HPE Ezmeral Software platform
cancel
Showing results for 
Search instead for 
Did you mean: 

Brainstorm on Memory issues for Spark

 
Hao_Zhu
New Member

Brainstorm on Memory issues for Spark

Hi Team,

Have you encountered any kinds of memory issues on Spark?

If so, do you want to share the troubleshooting tips?

Thanks~

2 REPLIES 2
idyptan
Visitor

Re: Brainstorm on Memory issues for Spark

I would say the Memory issue is a subtopic for more general Optimization issue in Spark.

Since Spark was designed as in-memory computation framework, naturally it is more demanding to RAM space than lagacy MR. Therefore it is always good idea to design your cluster specification with this in mind.

However there is no recepy to make your cluster highly utilised and never hit OOM. It is always speculative and is subject to change with time. I would argue this is about the balance of stability and costs. With time you get understanding what is reasonable capacity for your workloads. This is iterative and dynamic process.

There are multiples layers of memory you should consider before taking actions on OOM issue.

1. Is a physical memory - this is what OS sees when the job is launched. In Linux you check it with "top", "free", etc.

If you're submitting Spark jobs with Yarn RM you can diagnose this type of OOM in container logs:

Error: ExecutorLostFailure Reason: Container killed by YARN for exceeding limits.
12.4 GB of 12.3 GB physical memory used. 
Consider boosting spark.yarn.executor.memoryOverhead.
Error: ExecutorLostFailure Reason: Container killed by YARN for exceeding limits.
4.5GB of 3GB physical memory used limits.
Consider boosting spark.yarn.executor.memoryOverhead.
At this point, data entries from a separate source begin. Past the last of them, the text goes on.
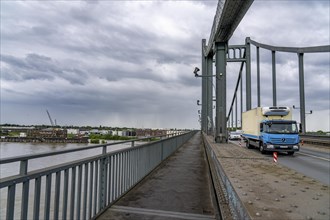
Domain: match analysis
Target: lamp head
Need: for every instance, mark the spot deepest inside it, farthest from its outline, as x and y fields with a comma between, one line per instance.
x=196, y=71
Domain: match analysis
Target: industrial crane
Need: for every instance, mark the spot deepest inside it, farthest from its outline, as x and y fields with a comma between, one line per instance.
x=50, y=118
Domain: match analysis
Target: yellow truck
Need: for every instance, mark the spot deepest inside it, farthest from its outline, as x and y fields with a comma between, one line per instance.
x=270, y=129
 As suggested consider boosting "spark.yarn.executor.memoryOverhead". Typically, you need to allocate 1/10 of spark.executor.memory to get rid of it.

2. Virtual memory. This is your app's physical memory + swap (paged files).

This is managed by RM, and diagnosed by message below:

Container killed by YARN for exceeding memory limits.
1.1gb of 1.0gb virtual memory used. Killing container.

Can be solved by disabling vmem check on NM:

"yarn.nodemanager.vmem-check-enabled":"false"

 

3. Java Heap Space. This is memory avaiable for Spark JVM inself (driver/executor).

It can be detected in container logs as message below:

WARN TaskSetManager: Loss was due to 
java.lang.OutOfMemoryError
java.lang.OutOfMemoryError: Java heap space

  You request RM for memory slots for your Spark app by setting this intrinsic config spark.executor.memory

In many cases if this run out, Spark would try to spill data to disk and no OOM occurs. You as a Spark app developer can chose not to use disk at all for performance concerns. Then your app fails fast with OOM, instead of occupying resources of your cluster.

There are numerous optimisation techniqes however to lower the memory footprint.

Here are useful links that cover this subject:

https://0x0fff.com/spark-memory-management/

https://aws.amazon.com/blogs/big-data/best-practices-for-successfully-managing-memory-for-apache-spark-applications-on-amazon-emr/

https://g1thubhub.github.io/spark-memory.html

 

Vinayak_Meghraj
Occasional Contributor

Re: Brainstorm on Memory issues for Spark

By default, Spark uses On-heap memory only. The size of the On-heap memory is configured by the –executor-memory or spark.executor.memory parameter when the Spark Application starts. The concurrent tasks running inside Executor share JVM's On-heap memory.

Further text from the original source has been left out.